Merida AM800 £1200

Merida are a late entrant into the long travel, all-mountain stakes. The new for 2007 AM800 offers 115-130 mm (4.5-5in) of adjustable rear wheel travel, a build that will take a few knocks and an all-up weight of 14.4kg

BikeRadar score 3.5/5

Merida are a late entrant into the long travel, all-mountain stakes. The new for 2007 AM800 offers 115-130 mm (4.5-5in) of adjustable rear wheel travel, a build that will take a few knocks and an all-up weight of 14.4kg which shouldn't make the climbs too much of a chore. The question is how does it measure up to the more svelte, shorter-travelled competition on test?

 

The chassis

Bike designers faced with a brief to produce an all-mountain ride find themselves sitting on the sharp horns of a dilemma. On the one hand, the whole point about a long travel trail bike is that it should be light enough to pedal to the top of pretty big hills. On the other, all that travel on tap can end up tempting the rider into potentially bike-damaging situations. Build it light, or build it strong?

Merida have solved the problem by steering a course straight down the middle. Chunky, hydroformed main tubes provide a stable, twist-free platform into which to plug all the bouncy components, while slender seatstays and airy dropouts and rocker arms shave grams where they'll be least missed. It's a good solution that'll suit all but the most weight-obsessed of riders. Our only niggle is that we'd like to see a quick release for the seatpost to make on-the-fly saddle lowering a tool-free operation.

Merida's cross-country full sussers use an innovative suspension system but, as latecomers to the long travel game, they've sensibly decided to give the AM800 a tried-and-trusted single pivot set-up, with a rocker-activated RockShox air shock. It's hardly cutting edge - Kona, for example, have been using a similar set-up for years - but it's a simple and reliable solution for a bike that's likely to see hard use.

Boulder-swallowing quantities of rear wheel travel demand a plush, well-controlled fork up front. On paper, the RockShox Tora 302 U-Turn coil fork sounds up to the task, with 85-130mm (3.5-5in) of adjustable travel.

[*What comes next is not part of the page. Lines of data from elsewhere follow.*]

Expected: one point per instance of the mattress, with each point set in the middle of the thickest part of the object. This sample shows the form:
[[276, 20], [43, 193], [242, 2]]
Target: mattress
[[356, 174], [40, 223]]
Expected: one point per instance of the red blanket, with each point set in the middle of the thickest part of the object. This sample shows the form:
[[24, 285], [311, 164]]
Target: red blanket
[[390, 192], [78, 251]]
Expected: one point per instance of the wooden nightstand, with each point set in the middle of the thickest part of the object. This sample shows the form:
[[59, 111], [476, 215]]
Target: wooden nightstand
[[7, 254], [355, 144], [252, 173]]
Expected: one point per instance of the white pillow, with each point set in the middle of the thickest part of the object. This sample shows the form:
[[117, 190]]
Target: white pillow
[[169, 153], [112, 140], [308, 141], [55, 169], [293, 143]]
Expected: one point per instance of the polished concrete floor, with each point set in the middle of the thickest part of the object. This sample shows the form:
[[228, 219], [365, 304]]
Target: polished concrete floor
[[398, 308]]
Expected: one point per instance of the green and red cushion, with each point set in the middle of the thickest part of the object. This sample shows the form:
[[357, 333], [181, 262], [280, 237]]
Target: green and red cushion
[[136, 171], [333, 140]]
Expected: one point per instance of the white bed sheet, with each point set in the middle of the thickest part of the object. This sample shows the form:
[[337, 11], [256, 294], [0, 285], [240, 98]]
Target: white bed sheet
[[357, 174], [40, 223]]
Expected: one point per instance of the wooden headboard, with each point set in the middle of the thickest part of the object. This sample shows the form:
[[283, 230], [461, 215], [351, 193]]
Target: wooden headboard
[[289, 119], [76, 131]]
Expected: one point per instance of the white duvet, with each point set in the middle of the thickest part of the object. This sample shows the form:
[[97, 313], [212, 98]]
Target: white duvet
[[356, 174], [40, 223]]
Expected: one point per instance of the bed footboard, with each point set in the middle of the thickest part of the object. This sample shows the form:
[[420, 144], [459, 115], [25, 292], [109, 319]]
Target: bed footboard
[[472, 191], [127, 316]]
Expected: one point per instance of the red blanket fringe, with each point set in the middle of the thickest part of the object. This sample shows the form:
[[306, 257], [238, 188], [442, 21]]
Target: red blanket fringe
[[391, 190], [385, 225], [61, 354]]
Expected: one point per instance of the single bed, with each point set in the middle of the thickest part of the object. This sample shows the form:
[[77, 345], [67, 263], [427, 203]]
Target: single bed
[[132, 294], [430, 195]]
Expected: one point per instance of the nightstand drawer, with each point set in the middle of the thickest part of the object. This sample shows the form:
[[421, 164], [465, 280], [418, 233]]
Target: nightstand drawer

In practice though, it's a disappointment, with a surprisingly harsh feel that wasn't helped on our test sample by a broken rebound damping adjuster and an internal clunk that never quite went away.

 

The detail

In contrast to the frame's middle-of- the-road design, Merida's product managers have plumped for a noticeably solid wheelset that offers good cushioning and grip, with unusually wide, deep-section rims designed for 4X racing. It should prove to be a reliable set-up, although the tyre's square profile is a little slow rolling and the extra weight is noticeable on climbs and long drags. Elsewhere, Shimano transmission and brakes work flawlessly, and the own-brand finishing kit looks and works fine.

 

The ride

Long saddle rails, a roomy cockpit and beginner-friendly bar height all go to make the Merida an easy bike to set up for most riders. For those bothered by suspension bob and front end height, the U-Turn adjustability and lockout of the fork are the icing on the cake. The shock's lack of compression damping adjustment isn't ideal, but only the choppiest of pedalling styles is likely to upset the AM800's composure.

For the most part it's a willing - if slow and steady - climber, the suspension pattering happily over trail detritus, roots and rocks without threatening to become wallowy or saggy. There's bags of grip on tap from those wide, square-profiled tyres, which helps counteract the wheelset's slightly sluggish feel on uphill grunts. Winding down the fork travel minimises front-end lift and wag.

So far, so good, but the true test of a long travel machine isn't how it climbs, but how it descends. And it's here that the AM800 comes up short. While the rear end works willingly enough at speed and on big, hard hits, the fork simply can't cope with the same demands. It handles small and medium-sized bumps reasonably well, but as the speed picks up and the trail gets lumpier, keeping the front end planted and tracking straight ahead becomes harder. It's not what we expect from a bike like this, and it's clear that the Tora 302 just isn't up to the standard set by the rest of the bike. This is a shame, because there's a lot to like about the AM800, from the hydroformed chassis to the simple suspension design and high quality components.